Der Verkehr wurde Auto um Auto am gestürzten Möbelwagen vorbeigewunken. Aus der aufgesprungenen Ladetür war Umzugsgut auf die Autobahn gefallen, Bilder einer Ausstellung in Mannheim. Sie sollten unter Aufsicht des Custos der Mannheimer Kunsthalle geborgen werden. Über eine fast leere Autobahn fuhr ich nach Heidelberg.
Was Nägelsbach wußte, wußte er aus einer Akte eines Kollegen. Der war zur Zeit in Kur. »Seine Berichte sind sehr dürftig. Ihm ging’s wohl schon lange schlecht. Jedenfalls steht fest, daß es in den letzten Jahren gelegentlich Ärger im Psychiatrischen Landeskrankenhaus gab.«
»Ärger? Was ist das? Ist es Ärger, wenn ein Patient aus dem Fenster stürzt und sich den Hals bricht?«
»Um Gottes willen, nein. Ich rede von kleinen Pannen, kleinen Unfällen. Vielleicht ist Ärger überhaupt schon zuviel gesagt. Daß die Heißwasserversorgung zusammenbricht, Essen verdorben ist, die Fenster, die eingebaut werden sollen und im Hof stehen, zerschlagen werden, ein Patient ein paar Tage zu spät entlassen wird, ein Wärter von der Treppenleiter fällt – hat es überhaupt etwas zu bedeuten? Die Anzeigen sind auch nie von der Leitung gekommen, sondern nur von Patienten, Angehörigen oder anonym. Wenn man heute bei Anstalten und Heimen nicht so höllisch aufpassen müßte …«
»Geht es über das hinaus, was in jeder großen Organisation eben so passiert?«
Nägelsbach stand auf: »Kommen Sie mit.« Wir gingen auf den Flur, bogen um die Ecke und schauten durchs Fenster in den Hof der Polizeidirektion. »Was sehen Sie, Herr Selb?«
Links waren drei Polizeiwagen geparkt, rechts war der Boden aufgegraben und wurden Leitungen verlegt, die Fenster zum Hof waren teils offen, teils zu. Nägelsbach schaute zum blauen Himmel, über den ein frischer Wind kleine weiße Wolken trieb. »Einen Moment noch«, sagte er, und dann, als eine Wolke die Sonne verdeckte, gingen an allen Fenstern die Jalousien runter. Die Wolke zog weiter, und die Jalousien blieben unten.

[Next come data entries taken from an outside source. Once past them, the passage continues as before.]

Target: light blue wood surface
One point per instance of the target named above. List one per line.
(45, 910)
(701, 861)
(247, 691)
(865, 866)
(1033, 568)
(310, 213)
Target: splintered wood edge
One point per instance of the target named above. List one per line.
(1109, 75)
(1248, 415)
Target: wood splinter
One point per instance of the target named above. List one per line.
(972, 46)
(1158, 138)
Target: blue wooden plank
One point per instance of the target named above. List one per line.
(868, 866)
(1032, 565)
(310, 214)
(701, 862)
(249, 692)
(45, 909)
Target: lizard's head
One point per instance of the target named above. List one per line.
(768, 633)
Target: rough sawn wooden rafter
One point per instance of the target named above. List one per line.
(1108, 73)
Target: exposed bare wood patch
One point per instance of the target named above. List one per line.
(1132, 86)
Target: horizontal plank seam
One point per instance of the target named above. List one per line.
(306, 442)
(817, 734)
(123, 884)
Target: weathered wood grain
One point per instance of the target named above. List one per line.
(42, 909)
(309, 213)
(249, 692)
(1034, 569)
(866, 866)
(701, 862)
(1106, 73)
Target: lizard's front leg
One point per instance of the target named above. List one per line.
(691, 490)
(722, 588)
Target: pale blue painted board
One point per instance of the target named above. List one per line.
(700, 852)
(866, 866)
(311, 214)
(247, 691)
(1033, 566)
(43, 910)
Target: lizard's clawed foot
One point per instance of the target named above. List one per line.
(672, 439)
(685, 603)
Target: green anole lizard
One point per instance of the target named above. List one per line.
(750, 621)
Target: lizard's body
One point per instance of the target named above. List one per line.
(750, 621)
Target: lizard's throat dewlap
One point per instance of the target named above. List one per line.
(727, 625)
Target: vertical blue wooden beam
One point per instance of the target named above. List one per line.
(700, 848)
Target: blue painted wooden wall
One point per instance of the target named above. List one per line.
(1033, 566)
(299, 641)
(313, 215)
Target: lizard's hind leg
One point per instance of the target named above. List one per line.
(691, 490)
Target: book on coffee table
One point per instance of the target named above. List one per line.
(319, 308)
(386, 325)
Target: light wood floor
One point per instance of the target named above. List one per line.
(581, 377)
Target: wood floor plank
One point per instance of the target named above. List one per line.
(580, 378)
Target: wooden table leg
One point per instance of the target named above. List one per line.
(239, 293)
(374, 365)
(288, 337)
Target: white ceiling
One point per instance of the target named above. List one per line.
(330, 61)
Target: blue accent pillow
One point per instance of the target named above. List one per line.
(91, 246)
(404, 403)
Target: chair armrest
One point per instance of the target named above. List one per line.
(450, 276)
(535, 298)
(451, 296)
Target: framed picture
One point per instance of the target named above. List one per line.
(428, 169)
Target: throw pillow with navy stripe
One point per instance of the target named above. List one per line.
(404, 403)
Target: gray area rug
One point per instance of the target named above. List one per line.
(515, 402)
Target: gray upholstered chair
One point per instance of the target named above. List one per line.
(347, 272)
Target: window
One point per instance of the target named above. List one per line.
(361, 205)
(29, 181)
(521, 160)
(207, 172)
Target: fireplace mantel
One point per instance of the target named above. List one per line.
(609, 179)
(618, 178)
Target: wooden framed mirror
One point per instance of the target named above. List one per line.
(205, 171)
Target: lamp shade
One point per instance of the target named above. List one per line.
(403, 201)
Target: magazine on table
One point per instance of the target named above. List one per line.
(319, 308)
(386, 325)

»Von den drei Wagen stehen zwei fast immer hier, weil sie kaputt sind, die Abwasserleitung ist in diesem Jahr schon einmal aufgegraben und wieder zugeschüttet worden, und die Jalousien lassen sich jeden Sommer einen neuen Schabernack einfallen. Ist das noch, was in jeder großen Organisation eben so passiert? Oder stecken die Terroristen dahinter, die Autonomen, die Anarchos, die Skinheads?« Nägelsbach schaute mich ausdruckslos an.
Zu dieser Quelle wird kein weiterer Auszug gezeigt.